ECLI:NL:HR:2013:1458

Hoge Raad

Datum uitspraak
29 november 2013
Publicatiedatum
28 november 2013
Zaaknummer
13/01931
Instantie
Hoge Raad
Type
Uitspraak
Procedures
  • Artikel 80a RO-zaken
Rechters
Vindplaatsen
  • Rechtspraak.nl
AI samenvatting door LexboostAutomatisch gegenereerd

Niet-ontvankelijkheid van het cassatieberoep in bestuursrechtelijke zaak

In deze zaak heeft de Hoge Raad op 29 november 2013 uitspraak gedaan in het cassatieberoep van een belanghebbende tegen een eerdere uitspraak van de Centrale Raad van Beroep. De zaak betreft een hoger beroep dat was ingesteld tegen een uitspraak van de Rechtbank te Roermond, die betrekking had op een besluit van de Sociale Verzekeringsbank ingevolge de Algemene Ouderdomswet. De Hoge Raad heeft in zijn beoordeling de ontvankelijkheid van het cassatieberoep onderzocht.

De Hoge Raad oordeelde dat de klachten die door de partij die het cassatieberoep had ingesteld, waren aangevoerd, geen behandeling in cassatie rechtvaardigen. Dit oordeel was gebaseerd op de constatering dat de partij klaarblijkelijk onvoldoende belang had bij het cassatieberoep, of dat de klachten niet tot cassatie konden leiden.

Gelet op artikel 80a van de Wet op de rechterlijke organisatie en na het horen van de Procureur-Generaal, heeft de Hoge Raad besloten het beroep in cassatie niet-ontvankelijk te verklaren. Dit arrest is gewezen door de raadsheer C. Schaap als voorzitter, en de raadsheren P.M.F. van Loon en Th. Groeneveld, in tegenwoordigheid van de waarnemend griffier F. Treuren, en is in het openbaar uitgesproken op de datum van de uitspraak.

Uitspraak

29 november 2013
Nr. 13/01931
Arrest
gewezen op het beroep in cassatie van
[X]te
[Z](hierna: belanghebbende) tegen de uitspraak van de
Centrale Raad van Beroepvan 1 maart 2013, nr. 11/4482 AOW, op het hoger beroep van belanghebbende tegen een uitspraak van de Rechtbank te Roermond (nr. 11/324) betreffende een besluit van de Sociale verzekeringsbank ingevolge de Algemene Ouderdomswet.
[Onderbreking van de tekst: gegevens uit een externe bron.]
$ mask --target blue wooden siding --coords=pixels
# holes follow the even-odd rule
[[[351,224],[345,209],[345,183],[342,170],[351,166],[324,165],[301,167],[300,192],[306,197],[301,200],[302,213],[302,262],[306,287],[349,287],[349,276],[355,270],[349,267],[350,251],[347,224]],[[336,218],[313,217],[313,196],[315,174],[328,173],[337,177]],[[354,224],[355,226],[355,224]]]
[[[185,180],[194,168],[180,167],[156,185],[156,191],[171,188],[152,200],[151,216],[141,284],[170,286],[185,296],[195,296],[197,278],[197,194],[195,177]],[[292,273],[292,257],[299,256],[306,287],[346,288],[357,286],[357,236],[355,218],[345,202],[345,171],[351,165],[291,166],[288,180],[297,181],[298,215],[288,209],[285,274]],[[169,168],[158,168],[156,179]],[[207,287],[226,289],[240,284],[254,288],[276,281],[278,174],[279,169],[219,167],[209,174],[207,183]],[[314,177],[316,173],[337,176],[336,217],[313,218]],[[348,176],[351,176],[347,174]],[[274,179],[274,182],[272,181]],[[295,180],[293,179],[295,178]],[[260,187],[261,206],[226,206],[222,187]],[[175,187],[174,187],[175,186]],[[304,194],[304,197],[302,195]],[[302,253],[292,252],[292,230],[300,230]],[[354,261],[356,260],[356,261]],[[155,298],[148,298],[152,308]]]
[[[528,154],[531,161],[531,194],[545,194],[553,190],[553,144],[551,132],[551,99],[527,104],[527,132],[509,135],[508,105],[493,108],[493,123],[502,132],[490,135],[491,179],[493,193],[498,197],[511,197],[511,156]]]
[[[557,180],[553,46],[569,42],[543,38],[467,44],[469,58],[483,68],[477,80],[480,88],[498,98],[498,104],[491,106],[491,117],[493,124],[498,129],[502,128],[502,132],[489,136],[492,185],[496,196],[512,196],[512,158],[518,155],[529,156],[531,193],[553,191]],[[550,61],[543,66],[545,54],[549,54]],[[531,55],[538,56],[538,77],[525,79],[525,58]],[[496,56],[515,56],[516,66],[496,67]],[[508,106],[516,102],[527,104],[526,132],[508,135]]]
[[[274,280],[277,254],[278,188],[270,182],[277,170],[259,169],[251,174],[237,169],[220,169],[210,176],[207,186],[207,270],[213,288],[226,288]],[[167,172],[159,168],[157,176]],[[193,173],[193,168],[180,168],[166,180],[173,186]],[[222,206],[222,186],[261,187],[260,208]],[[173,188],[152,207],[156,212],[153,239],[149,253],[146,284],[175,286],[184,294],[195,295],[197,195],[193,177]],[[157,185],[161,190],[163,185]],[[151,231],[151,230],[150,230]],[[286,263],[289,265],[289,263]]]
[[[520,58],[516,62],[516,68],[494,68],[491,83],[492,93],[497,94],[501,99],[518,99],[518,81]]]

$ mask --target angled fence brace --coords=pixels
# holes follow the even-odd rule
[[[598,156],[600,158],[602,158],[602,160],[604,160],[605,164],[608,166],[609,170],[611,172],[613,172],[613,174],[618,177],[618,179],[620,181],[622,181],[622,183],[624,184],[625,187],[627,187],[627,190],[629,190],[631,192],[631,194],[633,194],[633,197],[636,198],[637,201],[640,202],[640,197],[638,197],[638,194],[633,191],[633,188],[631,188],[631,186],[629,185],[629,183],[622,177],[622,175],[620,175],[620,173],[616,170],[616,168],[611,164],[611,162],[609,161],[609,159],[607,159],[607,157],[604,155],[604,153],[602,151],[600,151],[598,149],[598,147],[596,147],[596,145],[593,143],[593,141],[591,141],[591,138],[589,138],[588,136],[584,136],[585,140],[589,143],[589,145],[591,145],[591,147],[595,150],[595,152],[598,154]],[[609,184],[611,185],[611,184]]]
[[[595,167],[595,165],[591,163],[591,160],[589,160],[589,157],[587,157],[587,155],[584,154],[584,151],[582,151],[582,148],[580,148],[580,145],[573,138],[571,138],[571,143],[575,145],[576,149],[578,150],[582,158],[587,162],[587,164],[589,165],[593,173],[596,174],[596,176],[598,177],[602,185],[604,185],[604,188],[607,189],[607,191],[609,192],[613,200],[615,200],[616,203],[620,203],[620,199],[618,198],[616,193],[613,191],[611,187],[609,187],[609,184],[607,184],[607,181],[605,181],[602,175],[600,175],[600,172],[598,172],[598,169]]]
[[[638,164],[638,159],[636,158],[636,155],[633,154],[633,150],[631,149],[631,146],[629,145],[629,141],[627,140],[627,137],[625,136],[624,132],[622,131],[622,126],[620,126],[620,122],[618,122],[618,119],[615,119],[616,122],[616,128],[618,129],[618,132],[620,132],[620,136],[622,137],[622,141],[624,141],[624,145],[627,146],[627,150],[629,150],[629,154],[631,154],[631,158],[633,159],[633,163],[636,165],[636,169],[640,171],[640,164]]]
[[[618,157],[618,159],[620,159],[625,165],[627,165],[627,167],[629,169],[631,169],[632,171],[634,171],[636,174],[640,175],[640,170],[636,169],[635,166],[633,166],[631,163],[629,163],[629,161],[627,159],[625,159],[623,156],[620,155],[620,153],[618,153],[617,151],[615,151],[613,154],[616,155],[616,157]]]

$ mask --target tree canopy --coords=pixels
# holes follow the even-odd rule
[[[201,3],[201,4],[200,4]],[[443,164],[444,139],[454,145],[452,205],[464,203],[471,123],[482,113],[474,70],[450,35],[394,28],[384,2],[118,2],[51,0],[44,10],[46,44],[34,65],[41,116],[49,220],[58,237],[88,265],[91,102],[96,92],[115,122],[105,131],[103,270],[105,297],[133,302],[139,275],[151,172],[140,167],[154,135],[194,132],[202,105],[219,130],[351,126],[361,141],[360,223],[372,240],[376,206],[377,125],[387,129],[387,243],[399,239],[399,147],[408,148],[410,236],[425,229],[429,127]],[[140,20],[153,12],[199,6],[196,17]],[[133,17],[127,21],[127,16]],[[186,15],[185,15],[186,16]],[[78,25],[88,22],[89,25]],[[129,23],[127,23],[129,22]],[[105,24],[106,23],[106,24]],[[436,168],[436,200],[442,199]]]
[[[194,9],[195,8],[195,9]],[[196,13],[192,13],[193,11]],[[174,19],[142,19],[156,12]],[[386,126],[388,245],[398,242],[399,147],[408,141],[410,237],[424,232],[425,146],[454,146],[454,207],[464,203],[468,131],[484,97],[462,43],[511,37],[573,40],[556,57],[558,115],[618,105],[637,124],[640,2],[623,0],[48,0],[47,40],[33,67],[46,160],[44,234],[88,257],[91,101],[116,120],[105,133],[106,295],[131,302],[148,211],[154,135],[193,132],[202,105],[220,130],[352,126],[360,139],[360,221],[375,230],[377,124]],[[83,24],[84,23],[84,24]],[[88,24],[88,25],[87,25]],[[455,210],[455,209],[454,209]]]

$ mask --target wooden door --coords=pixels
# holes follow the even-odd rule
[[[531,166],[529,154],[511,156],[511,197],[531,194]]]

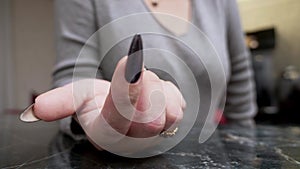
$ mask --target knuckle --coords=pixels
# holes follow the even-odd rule
[[[154,81],[154,82],[160,81],[159,77],[150,70],[144,71],[144,76],[150,81]]]
[[[169,125],[172,125],[174,123],[178,123],[182,121],[183,119],[183,112],[182,110],[179,110],[179,113],[170,113],[168,115],[167,121]]]
[[[174,86],[174,84],[173,84],[172,82],[170,82],[170,81],[166,81],[165,83],[166,83],[166,85],[168,85],[168,86]]]
[[[150,135],[157,135],[164,129],[164,124],[149,122],[145,124],[145,131]]]
[[[177,86],[175,86],[174,83],[172,83],[171,81],[165,81],[165,83],[166,83],[166,85],[167,85],[168,87],[170,87],[172,90],[175,90],[175,91],[178,90]]]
1.Beoordeling van de ontvankelijkheid van het beroep in cassatie

De Hoge Raad is van oordeel dat de aangevoerde klachten geen behandeling in cassatie rechtvaardigen omdat de partij die het cassatieberoep heeft ingesteld klaarblijkelijk onvoldoende belang heeft bij het cassatieberoep dan wel omdat de klachten klaarblijkelijk niet tot cassatie kunnen leiden.
De Hoge Raad zal daarom – gezien artikel 80a van de Wet op de rechterlijke organisatie en gehoord de Procureur-Generaal – het beroep in cassatie niet-ontvankelijk verklaren.

2.Beslissing

De Hoge Raad verklaart het beroep in cassatie niet‑ontvankelijk.
Dit arrest is gewezen door de raadsheer C. Schaap als voorzitter, en de raadsheren P.M.F. van Loon en Th. Groeneveld, in tegenwoordigheid van de waarnemend griffier F. Treuren, en in het openbaar uitgesproken op 29 november 2013.